Gold’s, Crosscurrents

Gold’s Crosscurrents: Central Bank Support Meets Hawkish Fed and a Broken Chart

23.06.2026 - 13:01:58 | boerse-global.de

Gold drops 1.6-1.8% to $4,123-$4,135 as Deutsche Bank slashes forecast 22%, Fed rate hike fears rise, and chart signals turn bearish, despite ongoing central bank buying.

Gold Slips to $4,130 on Deutsche Bank Cut, Hawkish Fed, Technical Breakdown
Gold’s - Gold’s Crosscurrents: Central Bank Support Meets Hawkish Fed and a Broken Chart 23.06.2026 - Bild: über boerse-global.de

Gold slipped to around $4,123–$4,135 on Tuesday, shedding between 1.6% and 1.8% as a triple dose of headwinds—a steep Deutsche Bank target cut, a firmly hawkish Federal Reserve, and a deteriorating technical picture—overwhelmed the steady buying from central banks.

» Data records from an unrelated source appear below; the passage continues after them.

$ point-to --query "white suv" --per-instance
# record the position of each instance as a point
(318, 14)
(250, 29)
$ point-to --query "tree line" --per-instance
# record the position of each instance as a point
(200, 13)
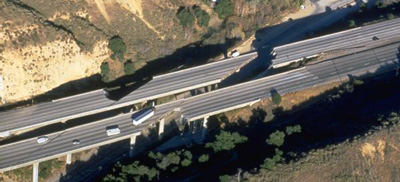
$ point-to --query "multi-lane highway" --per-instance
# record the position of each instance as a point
(354, 38)
(187, 79)
(96, 101)
(56, 111)
(379, 59)
(93, 134)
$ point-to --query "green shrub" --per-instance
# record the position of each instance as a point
(129, 68)
(185, 17)
(186, 162)
(352, 24)
(293, 129)
(203, 158)
(224, 178)
(226, 141)
(105, 72)
(277, 138)
(202, 16)
(390, 16)
(117, 46)
(276, 98)
(224, 8)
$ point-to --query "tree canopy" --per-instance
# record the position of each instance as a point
(185, 17)
(224, 8)
(226, 141)
(117, 46)
(277, 138)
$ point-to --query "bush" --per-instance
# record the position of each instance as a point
(105, 72)
(202, 16)
(117, 46)
(293, 129)
(352, 24)
(226, 141)
(276, 98)
(185, 17)
(203, 158)
(390, 16)
(277, 138)
(224, 178)
(224, 9)
(131, 172)
(186, 162)
(268, 164)
(129, 68)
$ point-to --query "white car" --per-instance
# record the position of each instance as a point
(42, 139)
(235, 53)
(114, 130)
(142, 116)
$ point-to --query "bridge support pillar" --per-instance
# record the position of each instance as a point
(204, 127)
(35, 172)
(69, 159)
(161, 127)
(132, 146)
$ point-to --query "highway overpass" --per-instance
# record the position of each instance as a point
(96, 101)
(28, 152)
(356, 38)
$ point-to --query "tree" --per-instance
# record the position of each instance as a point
(186, 162)
(203, 158)
(133, 171)
(224, 9)
(293, 129)
(185, 17)
(352, 24)
(277, 138)
(269, 163)
(226, 141)
(117, 46)
(202, 16)
(105, 72)
(169, 159)
(129, 68)
(390, 16)
(224, 178)
(276, 98)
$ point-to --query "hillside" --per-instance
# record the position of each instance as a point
(45, 44)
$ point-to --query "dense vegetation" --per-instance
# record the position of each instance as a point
(176, 163)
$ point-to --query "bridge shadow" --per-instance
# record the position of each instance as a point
(345, 113)
(101, 162)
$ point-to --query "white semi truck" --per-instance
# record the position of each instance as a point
(142, 116)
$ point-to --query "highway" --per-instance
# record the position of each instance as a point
(349, 39)
(51, 112)
(15, 155)
(187, 79)
(95, 102)
(337, 69)
(380, 59)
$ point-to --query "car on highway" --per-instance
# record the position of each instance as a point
(42, 139)
(113, 130)
(76, 142)
(143, 115)
(235, 53)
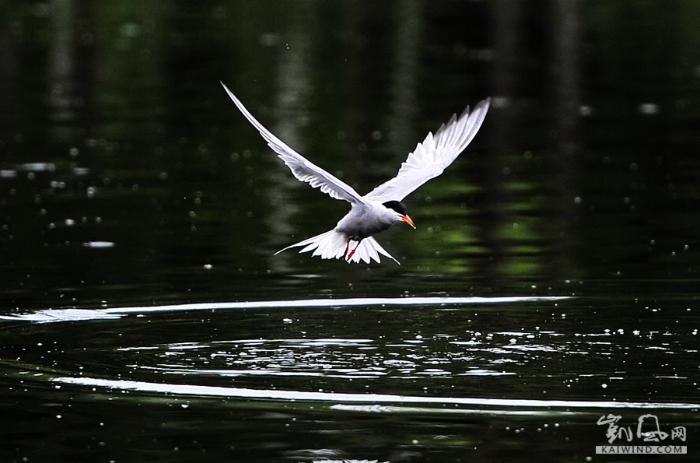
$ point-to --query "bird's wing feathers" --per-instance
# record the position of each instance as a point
(433, 155)
(302, 169)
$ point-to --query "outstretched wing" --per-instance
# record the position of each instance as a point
(433, 155)
(302, 169)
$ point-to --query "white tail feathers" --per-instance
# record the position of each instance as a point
(333, 245)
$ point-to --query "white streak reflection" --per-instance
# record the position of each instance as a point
(244, 393)
(61, 315)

Deutsche Bank rattled sentiment by slashing its third-quarter 2026 forecast for the precious metal by 22% to $4,300 per ounce, while setting a year-end 2026 target of $4,800. Although both levels still sit above current prices, the scale of the downgrade sent a clear message: the macro environment is turning less supportive. The catalyst is the increasingly restrictive posture of Fed chair Kevin Warsh. Markets now price in a realistic chance of a rate hike as early as September, a view shared by both Deutsche Bank and BofA Global Research. Higher rates weigh on gold because the metal offers no yield, and the yield on ten-year US Treasuries has ticked up, even if it remains below 4.5%.

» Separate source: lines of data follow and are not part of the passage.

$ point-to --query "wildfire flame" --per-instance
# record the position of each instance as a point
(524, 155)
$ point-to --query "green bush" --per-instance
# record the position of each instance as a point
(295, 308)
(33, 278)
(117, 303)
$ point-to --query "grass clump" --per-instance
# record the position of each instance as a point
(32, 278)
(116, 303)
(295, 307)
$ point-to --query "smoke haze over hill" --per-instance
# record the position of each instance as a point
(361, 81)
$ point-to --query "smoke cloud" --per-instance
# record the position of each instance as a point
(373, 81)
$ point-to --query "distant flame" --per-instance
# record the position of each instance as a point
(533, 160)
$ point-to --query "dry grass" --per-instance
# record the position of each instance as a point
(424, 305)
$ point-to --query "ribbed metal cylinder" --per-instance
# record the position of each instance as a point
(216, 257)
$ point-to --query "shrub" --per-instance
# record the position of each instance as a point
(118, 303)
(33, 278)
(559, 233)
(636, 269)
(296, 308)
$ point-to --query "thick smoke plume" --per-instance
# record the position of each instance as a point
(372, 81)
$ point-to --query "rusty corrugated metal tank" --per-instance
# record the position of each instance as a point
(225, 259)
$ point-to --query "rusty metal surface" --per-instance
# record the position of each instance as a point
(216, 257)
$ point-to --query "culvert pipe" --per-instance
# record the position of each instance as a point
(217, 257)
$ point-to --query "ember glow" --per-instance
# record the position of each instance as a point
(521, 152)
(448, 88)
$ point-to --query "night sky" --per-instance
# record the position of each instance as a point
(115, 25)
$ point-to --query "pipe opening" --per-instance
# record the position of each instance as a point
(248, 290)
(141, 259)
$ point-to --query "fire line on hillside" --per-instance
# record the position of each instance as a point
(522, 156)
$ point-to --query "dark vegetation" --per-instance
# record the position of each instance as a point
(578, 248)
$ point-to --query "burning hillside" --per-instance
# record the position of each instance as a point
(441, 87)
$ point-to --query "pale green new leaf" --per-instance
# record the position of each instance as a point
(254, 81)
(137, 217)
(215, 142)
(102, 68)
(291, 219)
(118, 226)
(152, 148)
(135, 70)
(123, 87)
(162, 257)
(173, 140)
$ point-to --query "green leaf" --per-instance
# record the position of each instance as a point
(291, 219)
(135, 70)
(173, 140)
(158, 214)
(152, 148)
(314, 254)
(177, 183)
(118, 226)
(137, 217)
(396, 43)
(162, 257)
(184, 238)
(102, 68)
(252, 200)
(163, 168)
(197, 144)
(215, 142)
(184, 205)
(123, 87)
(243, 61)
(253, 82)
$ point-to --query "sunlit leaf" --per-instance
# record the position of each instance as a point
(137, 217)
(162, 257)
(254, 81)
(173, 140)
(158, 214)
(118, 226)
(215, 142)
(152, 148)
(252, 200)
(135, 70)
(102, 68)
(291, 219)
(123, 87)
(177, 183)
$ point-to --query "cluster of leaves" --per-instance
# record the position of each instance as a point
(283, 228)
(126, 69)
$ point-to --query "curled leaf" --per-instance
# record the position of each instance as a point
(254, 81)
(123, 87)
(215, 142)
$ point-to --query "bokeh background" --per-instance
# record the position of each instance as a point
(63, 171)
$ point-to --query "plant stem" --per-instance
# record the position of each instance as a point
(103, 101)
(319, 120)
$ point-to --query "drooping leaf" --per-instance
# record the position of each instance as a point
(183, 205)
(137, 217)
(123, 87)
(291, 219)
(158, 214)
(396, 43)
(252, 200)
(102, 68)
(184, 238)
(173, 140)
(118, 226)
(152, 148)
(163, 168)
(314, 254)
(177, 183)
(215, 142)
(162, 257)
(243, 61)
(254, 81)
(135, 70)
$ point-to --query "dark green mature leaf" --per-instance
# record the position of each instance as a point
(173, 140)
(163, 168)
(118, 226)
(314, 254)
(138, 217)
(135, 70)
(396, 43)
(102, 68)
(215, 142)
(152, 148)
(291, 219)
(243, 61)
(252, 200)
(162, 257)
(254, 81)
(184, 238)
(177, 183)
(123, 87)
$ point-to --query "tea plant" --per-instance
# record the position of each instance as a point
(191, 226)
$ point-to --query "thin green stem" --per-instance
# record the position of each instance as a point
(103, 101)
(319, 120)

The dollar added to the strain, climbing above 101 on the US Dollar Index—its strongest in over fourteen months—making bullion more expensive for non-dollar buyers and dampening physical demand. Meanwhile, geopolitical risk premiums have receded. Reports of an interim US-Iran agreement to secure the Strait of Hormuz, along with a 60-day license for Iran to sell oil on international markets, have boosted tanker traffic through the waterway and pushed oil prices lower. That in turn drags down inflation expectations, further reducing gold’s appeal as an inflation hedge. Equities are not helping either: a correction in technology stocks is draining liquidity from broader markets, with silver also coming under pressure.

Should investors sell immediately? Or is it worth buying Gold?

Yet the structural undercurrent from official-sector buying remains strong. China alone purchased roughly 163 tonnes of gold in May, extending its reserve accumulation to eighteen consecutive months. In the first quarter of 2026, central banks added a net 244 tonnes, with a further 17 tonnes in April. Goldman Sachs estimates that not only will central banks buy around 50 tonnes per month this year, but the pace will moderate only slightly to 40 tonnes monthly in 2027. That steady institutional bid, however, is being offset by a sharp drop in jewellery demand. First-quarter global purchases by jewellers totalled 335 tonnes, down 24% from the previous quarter and 23% year-on-year. China suffered a 32% plunge, India 18%, and the Middle East 23%.

Chart technicians are sounding alarms. Gold now trades below its 25-, 50-, 100-, and 200-day moving averages. The 50-day average sits at $4,527, roughly 9% above the current spot price, and a so-called death cross—where the 50-day line crosses below the 200-day line—is imminent. Such a pattern is often read as a continuation signal for a downtrend. The relative strength index stands at 34.9, just above the classic oversold threshold of 30. If the support zone between $4,020 and $4,050 fails to hold, the correction could accelerate. A sustained move back above $4,300 would be needed to repair the technical damage.

Traders are now eyeing upcoming data releases for potential relief. Preliminary purchasing managers’ indices are due later Tuesday, while the core PCE price index for May and the final first-quarter GDP growth figure follow on June 25. Should falling oil prices cool inflation more sharply than expected, the hawkish rate-hike expectations could ease, giving gold a short-term tailwind. But for now, the balance of forces—between relentless central bank accumulation and a tightening Fed, a strong dollar, fading geopolitical premiums, and a crumbling chart—remains firmly tilted to the downside.